The Output Mapping section allows you to map the results from the Vector Search Collection to variables that can be used in subsequent components in your Pipeline Builder.

Field

Description

Example

RESPONSE

Maps the vector search results to a variable that can be accessed by other components in the pipeline. This contains the entire response object with the vector_search_result array.

vector_search_result = result

By default, the component maps the search response to a variable named "result", but you can customize this mapping to fit your pipeline's naming conventions. For example, you might want to map it to "component_suggestions" or "relevant_documents" for better readability in your pipeline.

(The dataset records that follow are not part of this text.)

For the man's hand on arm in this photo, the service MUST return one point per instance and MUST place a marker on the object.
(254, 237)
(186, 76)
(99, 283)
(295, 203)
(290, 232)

Example: If you set vector_search_result = component_suggestions, other components in your pipeline can reference {{component_suggestions}} to access the vector search results.

Output Format

The output is a JSON object with a "vector_search_result" key containing an array of matching records. Each record includes the similarity distance score, document data, and ID:

{"vector_search_result":[{"distance":0.9072701334953308,"document":{"component_id":"checkbox_0.0.1","component_name":"cnx-checkbox","component_type":"Input Field"},"id":"cnx-checkbox"},{"distance":1.5150833129882812,"document":{"component_id":"number_input_0.0.1","component_name":"cnx-number-input","component_type":"Input Field"},"id":"cnx-number-input"},{"distance":1.5423692464828491,"document":{"component_id":"text_input_0.0.1","component_name":"cnx-text-input","component_type":"Input Field"},"id":"cnx-text-input"}]}

Key elements in the output:

  • distance: A similarity score where lower values indicate closer matches to the query.

  • document: Contains the fields requested in the "Fields to be returned" input.

  • ID: The unique identifier of the matching record.

Best Practices

  • Craft specific queries - More specific query texts yield more relevant results.

  • Use appropriate filters - When you know the category or type of information you need, use filters to narrow down results.

  • Optimize record count - Request enough records to get comprehensive context, but not so many that irrelevant information is included.

  • Select specific fields - Only include fields that are necessary for your downstream components to keep the pipeline efficient.

Limitations and Considerations

  • Performance impact - Large collections or complex queries may take longer to process.

  • Quality of embeddings - The quality of results depends on how well your data was embedded initially.

  • Field filtering limitations - The component can only filter on fields that exist in your vector database collection.